Of these, 75 were dual nationals thought to be active inside China. They include 23 Australians, 26 Turkish nationals, two UK citizens, two New Zealanders, five Canadians, three Americans and a handful from other countries including Sweden, Finland, France, Uzbekistan and Kyrgyzstan.
Those people who were found to have renounced their Chinese citizenship were to be deported, said the bulletin. “For those who haven’t cancelled their [Chinese] citizenship yet, and for whom suspected terrorism cannot be ruled out, they should first be placed into concentrated education and training and examined,” the bulletin said.
China considers anyone who has not explicitly renounced their Chinese nationality to remain a Chinese citizen.
The document also said that those who contacted embassies while abroad should be flagged for border checks on their return.
“It’s very disturbing and it’s very scary,” said Fatimah Abdulghafur, who is active in the Sydney Uighur community. “Because those people trusted in their Australian passport, that’s why they were so bold to go back to China, they thought the passport would protect them, Australia would protect them. And it’s not just one or two, it’s 23.”
Abdulghafur said she was pleased to see the release of the cables as it confirmed what expatriate Uighur community members had been hearing for years, but that seeing the details of the treatment of her people in those documents was “horrifying”.
Muslims in Xinjiang with contacts outside China have already reported being targets of Beijing’s sweeping crackdown.
Dual nationals have been rounded up and detained, despite protests from foreign relatives or diplomats representing their second nationality. Those in Xinjiang are questioned about relatives in other countries, and communication with loved ones abroad has ground to a virtual halt.
Uighurs in Australia have told the Guardian that their family members in Xinjiang have begged them not to contact them, as receiving phone calls from people outside China can raise suspicion and be grounds for arrest and detention.
Uighurs living abroad have described attempts to lure them home, often through requests from relatives, or to pressure them into spying on neighbours. Those who return to China frequently disappear into the camps.
Australia has one of the largest Uighur communities outside of China and central Asia. Its 3,000-strong Uighur community has been calling on the government in Canberra to secure the release of Australian residents detained in Xinjiang, in camps, under house arrest or unable to leave the country.

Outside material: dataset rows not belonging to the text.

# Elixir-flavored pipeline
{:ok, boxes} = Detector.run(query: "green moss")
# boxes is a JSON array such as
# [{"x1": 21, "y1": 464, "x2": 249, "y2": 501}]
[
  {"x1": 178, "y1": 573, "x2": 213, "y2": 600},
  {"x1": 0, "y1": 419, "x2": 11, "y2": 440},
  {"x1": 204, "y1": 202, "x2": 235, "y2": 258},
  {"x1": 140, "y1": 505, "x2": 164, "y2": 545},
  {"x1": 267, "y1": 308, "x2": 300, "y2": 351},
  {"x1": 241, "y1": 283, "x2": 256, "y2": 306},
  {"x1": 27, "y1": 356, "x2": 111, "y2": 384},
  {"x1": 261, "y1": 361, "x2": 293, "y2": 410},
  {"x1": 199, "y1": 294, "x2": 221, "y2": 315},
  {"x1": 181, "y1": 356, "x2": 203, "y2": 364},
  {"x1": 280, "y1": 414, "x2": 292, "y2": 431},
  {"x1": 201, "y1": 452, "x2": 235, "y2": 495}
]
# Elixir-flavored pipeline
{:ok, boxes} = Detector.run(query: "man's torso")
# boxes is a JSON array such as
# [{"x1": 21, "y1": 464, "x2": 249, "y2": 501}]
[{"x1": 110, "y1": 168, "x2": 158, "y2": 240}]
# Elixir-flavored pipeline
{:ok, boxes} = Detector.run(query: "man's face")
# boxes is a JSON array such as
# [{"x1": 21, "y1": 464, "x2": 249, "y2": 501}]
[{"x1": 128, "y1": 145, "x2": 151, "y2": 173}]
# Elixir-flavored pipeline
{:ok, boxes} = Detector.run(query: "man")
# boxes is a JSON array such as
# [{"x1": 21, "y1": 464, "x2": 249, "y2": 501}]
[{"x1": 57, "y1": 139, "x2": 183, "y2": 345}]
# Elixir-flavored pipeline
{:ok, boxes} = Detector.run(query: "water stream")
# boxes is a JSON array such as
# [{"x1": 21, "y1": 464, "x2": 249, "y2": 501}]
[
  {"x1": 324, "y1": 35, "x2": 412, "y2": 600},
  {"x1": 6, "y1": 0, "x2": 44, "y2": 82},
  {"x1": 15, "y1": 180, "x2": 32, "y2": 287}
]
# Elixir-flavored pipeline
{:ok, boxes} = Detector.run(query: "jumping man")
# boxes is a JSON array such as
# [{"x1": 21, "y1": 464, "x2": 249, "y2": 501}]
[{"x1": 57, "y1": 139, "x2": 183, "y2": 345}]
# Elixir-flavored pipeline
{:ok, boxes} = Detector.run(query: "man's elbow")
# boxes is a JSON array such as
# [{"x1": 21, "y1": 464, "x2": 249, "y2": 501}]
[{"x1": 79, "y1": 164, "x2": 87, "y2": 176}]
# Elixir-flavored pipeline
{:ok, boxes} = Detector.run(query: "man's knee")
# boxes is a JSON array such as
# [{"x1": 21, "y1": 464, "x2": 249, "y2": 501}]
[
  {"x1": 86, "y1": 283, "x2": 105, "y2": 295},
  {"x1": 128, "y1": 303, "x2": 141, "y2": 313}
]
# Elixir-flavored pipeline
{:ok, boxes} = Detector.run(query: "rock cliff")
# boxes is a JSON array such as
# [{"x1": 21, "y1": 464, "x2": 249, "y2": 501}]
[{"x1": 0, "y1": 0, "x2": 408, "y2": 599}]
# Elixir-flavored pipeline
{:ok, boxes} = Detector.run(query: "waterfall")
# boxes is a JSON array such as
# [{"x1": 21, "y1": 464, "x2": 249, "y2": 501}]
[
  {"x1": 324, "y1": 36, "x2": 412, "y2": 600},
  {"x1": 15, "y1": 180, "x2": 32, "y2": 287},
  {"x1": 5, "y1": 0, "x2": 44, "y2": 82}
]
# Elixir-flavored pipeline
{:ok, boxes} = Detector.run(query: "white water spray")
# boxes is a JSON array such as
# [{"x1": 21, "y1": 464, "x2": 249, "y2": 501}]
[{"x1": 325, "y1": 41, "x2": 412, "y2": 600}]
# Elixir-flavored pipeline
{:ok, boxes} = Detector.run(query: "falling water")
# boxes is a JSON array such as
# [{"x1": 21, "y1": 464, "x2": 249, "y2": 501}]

The Guardian revealed in April that five Australian children were detained in Xinjiang, unable to return to Australia and to be reunited with their Australian parents. In 2018, the Department of Foreign Affairs and Trade confirmed that three Australian citizens were detained and released from China’s political re-education camps in Xinjiang province in the past year.
At the same time, members of Australia’s Uighur population have reported serious harassment by Chinese authorities on Australian soil, including intimidating phone calls and requests to send over personal data, with the threat of reprisals against family if they do not comply.
The “bulletins” also highlight the power and reach of China’s surveillance dragnet, which combines data scooped up from automated online monitoring, with information collected in more old-fashioned ways, by officials who use an app to input it by hand.
The Integrated Joint Operations Platform (IJOP) combines all this information in a detailed database of everything from an individual’s exact height and electricity use, to the colour of their car, whether they socialise with neighbours and even if they prefer to use the front or back door to their house.
The cables reveal that in a single week in June 2017, IJOP flagged up 24,412 “suspicious” individuals in one part of southern Xinjiang alone. Of these, more than 15,000 were sent to re-education camps, and a further 706 were jailed.
That rate of detentions, if matched across the region and continued over time, would explain how hundreds of thousands of people have been swept into camps already.